MVP software development when the prototype already exists: finishing what Cursor started
KEY TAKEAWAYS
  • A Cursor prototype is a spec written in code, not a foundation. Treat it like a Figma file you can run.
  • Don't rewrite. Triage: keep the UI, replace the data layer, harden auth, billing, and email before anything else.
  • The 'last 20%' is auth, payments, error states, deploys, and abuse protection. Budget two to four weeks for it.
  • Pick boring infra on purpose: Hetzner or Cloudflare Workers, Stripe, Resend, Turnstile. Save novelty for the product.

Most of the projects that land in our inbox arrive the same way. A founder opens a GitHub repo, says “it mostly works,” and then admits they’ve been stuck for six weeks trying to add login. The prototype runs on localhost. It looks great. It cannot take a payment, cannot send an email, and falls over the moment two people use it at once.

This is the new shape of MVP software development. The prototype already exists. Someone built it in a weekend with Cursor or v0, got 80% of the way there, and then hit the wall where vibes stop working and engineering starts.

This post is about getting across that wall.

What you actually have when you have a Cursor prototype

You have a spec. That’s it. A spec written in TypeScript instead of Notion.

This is more valuable than people give it credit for. A working prototype answers questions a PRD never can: what the empty state looks like, how the form behaves when you tab through it, whether the dashboard layout survives a long company name. Cursor and Claude Code are very good at producing this. They are less good at producing something you can put a credit card into.

So before you touch the code, do a triage pass.
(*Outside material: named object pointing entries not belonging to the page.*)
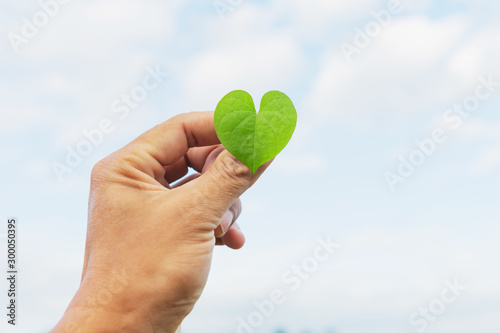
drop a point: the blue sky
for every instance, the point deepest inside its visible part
(356, 120)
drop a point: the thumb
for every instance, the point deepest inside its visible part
(224, 179)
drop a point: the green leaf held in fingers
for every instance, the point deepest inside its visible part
(255, 138)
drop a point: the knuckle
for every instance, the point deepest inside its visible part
(232, 168)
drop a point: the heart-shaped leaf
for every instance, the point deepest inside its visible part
(255, 138)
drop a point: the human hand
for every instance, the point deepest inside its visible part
(149, 244)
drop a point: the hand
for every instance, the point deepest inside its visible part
(149, 244)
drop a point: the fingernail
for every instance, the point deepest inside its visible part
(227, 219)
(225, 223)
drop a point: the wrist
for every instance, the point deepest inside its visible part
(116, 307)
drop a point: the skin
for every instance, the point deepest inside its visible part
(150, 242)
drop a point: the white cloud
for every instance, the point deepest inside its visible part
(406, 52)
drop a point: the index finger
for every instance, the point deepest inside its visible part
(169, 141)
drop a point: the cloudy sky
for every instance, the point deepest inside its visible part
(395, 157)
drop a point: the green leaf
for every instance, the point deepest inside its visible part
(255, 138)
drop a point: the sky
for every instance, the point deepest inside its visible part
(394, 160)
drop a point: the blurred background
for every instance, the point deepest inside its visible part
(382, 214)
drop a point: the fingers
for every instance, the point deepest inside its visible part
(228, 218)
(223, 181)
(171, 140)
(233, 238)
(195, 158)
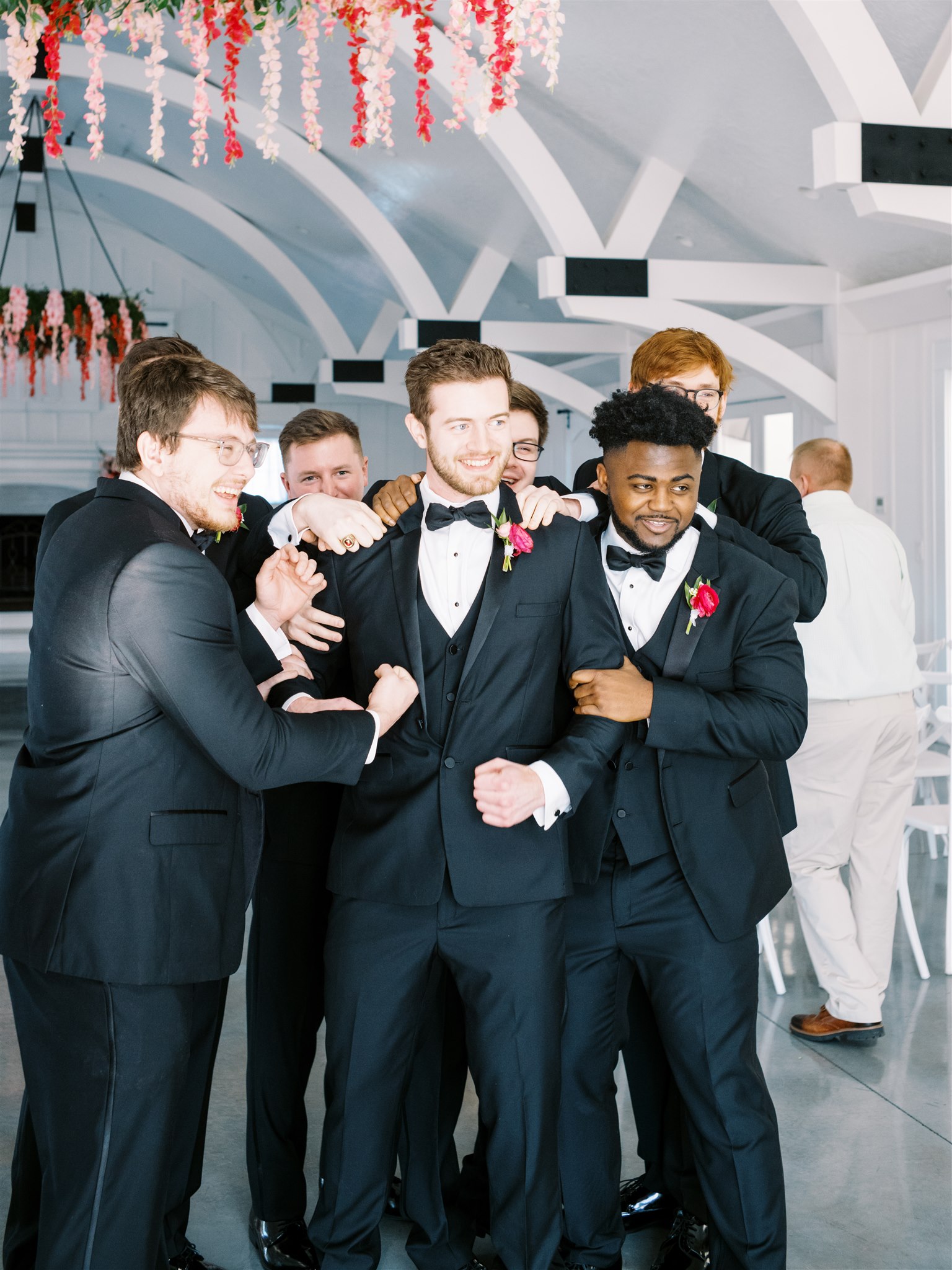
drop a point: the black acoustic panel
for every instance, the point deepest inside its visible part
(430, 332)
(599, 277)
(25, 218)
(286, 394)
(907, 156)
(32, 154)
(357, 373)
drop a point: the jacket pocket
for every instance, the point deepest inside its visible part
(188, 828)
(748, 785)
(551, 609)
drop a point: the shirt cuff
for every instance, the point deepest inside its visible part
(276, 641)
(558, 801)
(588, 504)
(282, 527)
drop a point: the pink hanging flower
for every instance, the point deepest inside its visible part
(309, 24)
(20, 64)
(270, 61)
(93, 37)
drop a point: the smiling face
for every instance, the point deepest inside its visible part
(653, 491)
(332, 465)
(521, 471)
(191, 478)
(467, 437)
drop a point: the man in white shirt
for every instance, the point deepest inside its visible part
(853, 775)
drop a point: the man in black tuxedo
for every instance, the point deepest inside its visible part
(764, 515)
(454, 854)
(131, 841)
(677, 850)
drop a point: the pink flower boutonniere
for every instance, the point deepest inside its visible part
(702, 601)
(516, 538)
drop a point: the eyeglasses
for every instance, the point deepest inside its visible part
(705, 398)
(229, 450)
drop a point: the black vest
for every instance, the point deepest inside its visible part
(443, 659)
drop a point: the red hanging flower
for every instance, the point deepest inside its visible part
(238, 32)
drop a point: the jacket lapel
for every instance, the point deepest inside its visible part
(683, 643)
(496, 582)
(405, 564)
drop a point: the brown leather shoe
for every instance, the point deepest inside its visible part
(823, 1026)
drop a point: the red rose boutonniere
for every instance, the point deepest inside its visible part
(702, 601)
(239, 521)
(516, 538)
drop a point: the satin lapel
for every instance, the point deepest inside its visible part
(405, 566)
(496, 582)
(682, 647)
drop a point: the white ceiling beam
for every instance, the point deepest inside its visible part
(159, 184)
(381, 333)
(850, 60)
(315, 171)
(791, 371)
(479, 286)
(644, 207)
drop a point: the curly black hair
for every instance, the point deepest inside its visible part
(653, 414)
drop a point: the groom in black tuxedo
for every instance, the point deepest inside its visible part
(455, 850)
(677, 849)
(131, 841)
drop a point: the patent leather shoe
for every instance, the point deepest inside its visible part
(191, 1259)
(685, 1246)
(282, 1244)
(644, 1207)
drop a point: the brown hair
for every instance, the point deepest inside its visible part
(827, 460)
(162, 395)
(452, 361)
(678, 351)
(316, 426)
(523, 398)
(146, 351)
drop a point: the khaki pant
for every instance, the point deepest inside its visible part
(853, 781)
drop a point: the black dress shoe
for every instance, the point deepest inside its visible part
(190, 1259)
(282, 1244)
(395, 1197)
(685, 1246)
(644, 1207)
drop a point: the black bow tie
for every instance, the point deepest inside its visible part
(477, 513)
(651, 562)
(203, 539)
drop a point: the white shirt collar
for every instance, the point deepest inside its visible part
(428, 497)
(138, 481)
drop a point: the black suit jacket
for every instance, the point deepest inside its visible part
(131, 841)
(536, 625)
(731, 696)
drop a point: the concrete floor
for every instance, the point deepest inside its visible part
(866, 1133)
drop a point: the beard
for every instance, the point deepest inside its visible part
(635, 540)
(465, 482)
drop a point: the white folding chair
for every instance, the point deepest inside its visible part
(765, 945)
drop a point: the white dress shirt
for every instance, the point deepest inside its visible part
(862, 643)
(452, 564)
(640, 600)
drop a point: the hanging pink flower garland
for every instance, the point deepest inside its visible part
(506, 29)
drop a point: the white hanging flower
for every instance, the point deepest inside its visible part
(93, 36)
(270, 61)
(20, 64)
(309, 24)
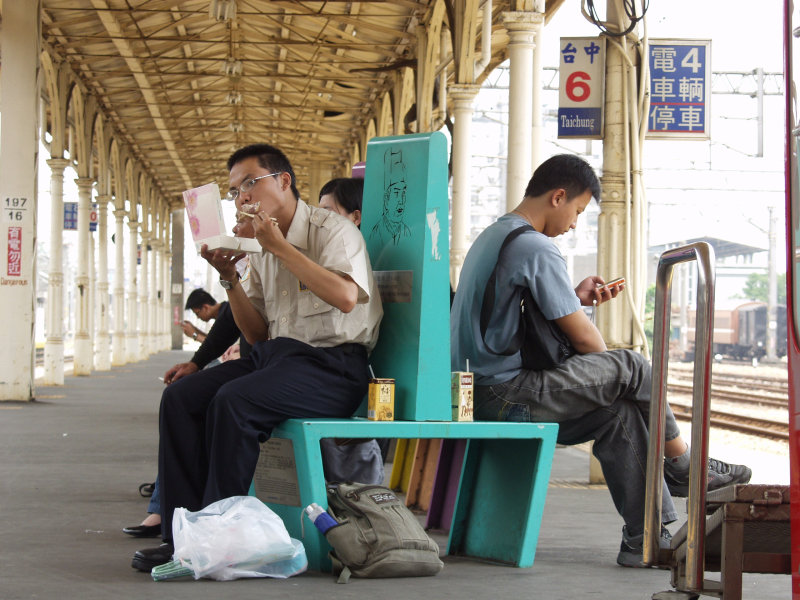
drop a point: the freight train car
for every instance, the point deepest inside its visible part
(741, 333)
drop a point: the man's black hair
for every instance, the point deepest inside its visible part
(269, 158)
(198, 298)
(348, 192)
(566, 171)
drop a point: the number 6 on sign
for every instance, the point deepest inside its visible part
(581, 83)
(577, 88)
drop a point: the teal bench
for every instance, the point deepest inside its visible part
(504, 476)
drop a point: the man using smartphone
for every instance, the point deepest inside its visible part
(596, 394)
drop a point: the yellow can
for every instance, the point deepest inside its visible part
(380, 400)
(461, 387)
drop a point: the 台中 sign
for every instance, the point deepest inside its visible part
(71, 216)
(582, 66)
(680, 89)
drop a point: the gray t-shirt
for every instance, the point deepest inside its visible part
(532, 260)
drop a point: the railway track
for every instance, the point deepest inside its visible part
(764, 428)
(748, 397)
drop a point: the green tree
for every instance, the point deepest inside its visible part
(755, 288)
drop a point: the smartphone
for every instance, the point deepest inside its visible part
(612, 283)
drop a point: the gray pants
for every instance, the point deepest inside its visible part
(603, 396)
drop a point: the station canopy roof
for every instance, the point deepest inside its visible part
(186, 82)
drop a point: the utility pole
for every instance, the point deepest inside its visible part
(772, 284)
(772, 288)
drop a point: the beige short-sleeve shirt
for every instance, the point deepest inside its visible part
(291, 309)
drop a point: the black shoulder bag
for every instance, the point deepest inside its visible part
(542, 343)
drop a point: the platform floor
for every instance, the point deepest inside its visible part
(71, 463)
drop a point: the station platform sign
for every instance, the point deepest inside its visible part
(581, 88)
(680, 89)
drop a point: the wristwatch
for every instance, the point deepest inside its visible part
(229, 285)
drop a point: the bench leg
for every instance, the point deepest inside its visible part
(311, 487)
(501, 499)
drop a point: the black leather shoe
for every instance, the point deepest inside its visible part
(146, 559)
(143, 530)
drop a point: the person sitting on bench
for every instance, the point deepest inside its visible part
(311, 309)
(597, 394)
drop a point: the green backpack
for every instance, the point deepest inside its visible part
(377, 535)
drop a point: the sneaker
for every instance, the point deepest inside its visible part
(630, 550)
(720, 474)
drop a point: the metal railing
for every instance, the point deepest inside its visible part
(703, 253)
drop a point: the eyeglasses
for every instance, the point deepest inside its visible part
(246, 186)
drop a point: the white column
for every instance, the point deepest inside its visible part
(521, 27)
(152, 303)
(82, 362)
(118, 338)
(461, 96)
(54, 316)
(166, 320)
(537, 126)
(92, 298)
(134, 318)
(102, 342)
(142, 305)
(616, 249)
(20, 40)
(163, 301)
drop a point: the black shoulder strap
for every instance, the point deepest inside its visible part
(488, 297)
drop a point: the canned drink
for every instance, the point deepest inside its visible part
(380, 400)
(461, 388)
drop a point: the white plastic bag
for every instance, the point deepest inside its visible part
(236, 537)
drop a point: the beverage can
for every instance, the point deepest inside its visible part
(461, 389)
(380, 399)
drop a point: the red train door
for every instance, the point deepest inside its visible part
(792, 81)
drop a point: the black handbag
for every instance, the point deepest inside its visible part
(542, 343)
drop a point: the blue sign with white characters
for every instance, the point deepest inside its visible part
(581, 87)
(71, 215)
(680, 89)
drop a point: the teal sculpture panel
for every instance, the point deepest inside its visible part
(405, 223)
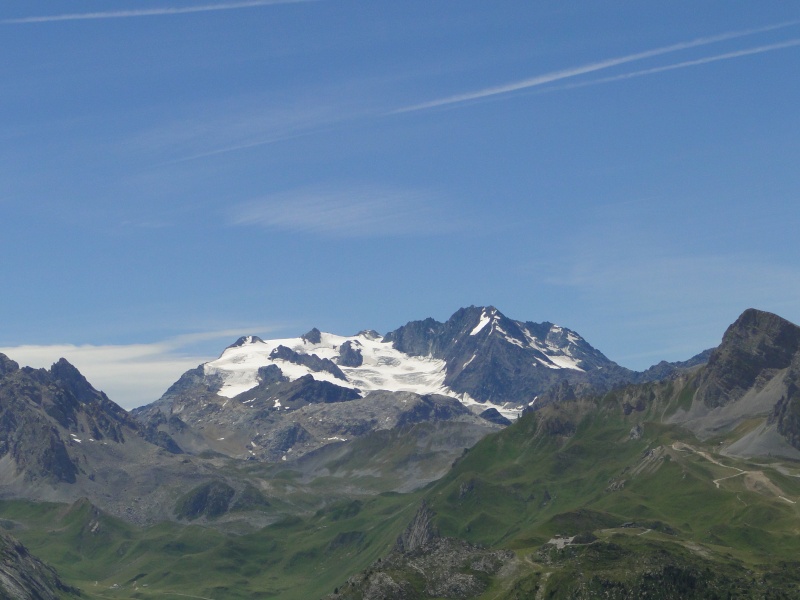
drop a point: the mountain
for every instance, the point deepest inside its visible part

Open the repo and ask four questions:

  1. Does the UI represent what we actually want to ship? If no, fix that in Cursor before you do anything else. It’s still cheaper there.
  2. Where does data live, and is it real? Half of these prototypes have hardcoded JSON pretending to be a database.
  3. Is there any auth at all, or is every route public?
  4. What’s the deploy story? Vercel free tier with no environment variables counts as no deploy story.

Write the answers down. That’s your scope.

What to keep, what to rip out

Keep the UI. Almost always. The components, the Tailwind classes, the page structure, the copy. If a designer or the founder spent real time on it in v0, it’s probably fine. Ripping it out to “clean it up” is how two-week projects become two-month projects.

Rip out anything that touches data. Not because the AI wrote it badly, but because it wrote it assuming a toy scenario. The typical pattern: a lib/db.ts with an in-memory array, or a Supabase client wired to a project whose anon key is committed to the repo. Replace it with something real. We usually go Postgres on Hetzner with Drizzle, or D1 if the whole thing fits on Cloudflare Workers.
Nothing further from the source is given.